Geçen yıl İstanbul’da biri ile tanıştım. Büyük bir müteahhitlik firmasında çalışıyordu. Kuzey Kıbrıs’a elektrik projesini duymuşlar ve düşük maaliyetli ve güvenli elektrik sağlanması için bir proje taslağını ilgili bakanlığa sunmuşlar. Bakanlık projeye bakmamış bile. Çünkü çarkların dönmesi gerekiyor. Yandaşa yüksek maliyetle proje ihale edilmeli, el altından paralar dönmeli, yandaş medya propaganda yapabilmeli, AKP iktidarda kalabilmeli…

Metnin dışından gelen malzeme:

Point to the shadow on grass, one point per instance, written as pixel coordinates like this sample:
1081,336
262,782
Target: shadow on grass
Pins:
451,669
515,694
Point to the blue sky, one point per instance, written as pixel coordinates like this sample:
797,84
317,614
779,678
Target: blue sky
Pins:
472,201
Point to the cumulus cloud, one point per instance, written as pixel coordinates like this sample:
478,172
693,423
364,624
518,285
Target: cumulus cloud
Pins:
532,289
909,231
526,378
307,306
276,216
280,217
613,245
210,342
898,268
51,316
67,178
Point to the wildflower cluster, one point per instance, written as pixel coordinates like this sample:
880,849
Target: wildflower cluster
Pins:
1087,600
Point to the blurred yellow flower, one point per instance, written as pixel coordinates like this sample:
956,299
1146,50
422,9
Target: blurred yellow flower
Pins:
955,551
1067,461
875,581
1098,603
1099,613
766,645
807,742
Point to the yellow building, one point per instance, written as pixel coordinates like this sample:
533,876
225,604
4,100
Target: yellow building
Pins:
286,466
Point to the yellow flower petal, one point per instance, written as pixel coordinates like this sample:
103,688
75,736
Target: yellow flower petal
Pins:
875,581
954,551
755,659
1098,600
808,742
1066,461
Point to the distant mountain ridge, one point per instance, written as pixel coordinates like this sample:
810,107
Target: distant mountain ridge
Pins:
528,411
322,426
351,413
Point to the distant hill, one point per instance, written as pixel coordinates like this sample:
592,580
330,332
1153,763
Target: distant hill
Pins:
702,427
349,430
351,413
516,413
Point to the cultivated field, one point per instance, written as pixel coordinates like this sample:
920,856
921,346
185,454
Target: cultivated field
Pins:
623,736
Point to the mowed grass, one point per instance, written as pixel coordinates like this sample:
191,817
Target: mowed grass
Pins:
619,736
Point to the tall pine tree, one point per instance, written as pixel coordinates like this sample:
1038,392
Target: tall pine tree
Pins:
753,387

Şimdi KKTC su temin projesine gelelim. Bu proje 2015 rakamlarına göre 1,6 milyar liraya mal oluyor. O zaman Euro 3 lira dolayında bugün ise 9 lira dolayında. Yani proje maaliyeti bugünün parası ile yaklaşık 4.8-5 milyar lira. KKTC Su temin projesi bilirkişi raporlarına rağmen yapıldı. Bilirkişi raporlarında su boru hattının dalgalardan ve depremden etkilenebileceğine yer verilmişti. Nitekim DSİ de 2020 Ocak ayında Anamur açıklarında su boru hattının dalgalardan zarar gördüğünü açıklamıştı. Daha 4 yıl olmadan su boru hattı zarar gördü. Tamirat projesi “ihale” edildi, beklendiği üzere ihaleyi yine 630 milyon liraya Kalyon Grup “kazandı” ve çarklar işlemeye devam ediyor. Su boru hattının tamiratı 9 ay gibi uzun bir süre aldı. Raporlara rağmen yapılan bu projede bu arızaların ne sıklıkla gerçekleşeceğini tahmin edemiyoruz ama daha 4. yılında arıza veren bir sistemin ileriki yıllarda daha sık arıza vermesi muhtemeldir. Çünkü projenin öncelikli amacı bir ihtiyacı olabildiğince düşük maliyete karşılamak değil, AKP iktidarını ayakta tutan çarklara su taşımaktır.
Peki şimdi, yukarıda anlattıklarım doğrultusunda insan ayırt etmeden kendi halkını sömüren bir sistmemin ürünü olan, AKP’nin ihale ettiği, yine aynı çarkın medya ve müteahhit ayağını oluşturan Kalyon grubunun ihalesini alıp gerçekleştirdiği, sürekli arıza verme ihtimali yüksek bir projeye Kıbrıslı Türkler teşekkür etmeli mi? Yoksa, daha ucuz ve daha güvenli alternatiflere yönelmeyen, bu sömürü projesine güçlü bir direnç ortaya koymayan, yüksek ihale bedelini sessiz sedasız ödeyen bu halka AKP ve Kalyon Grubu mu teşekkür etmeli? Sizce?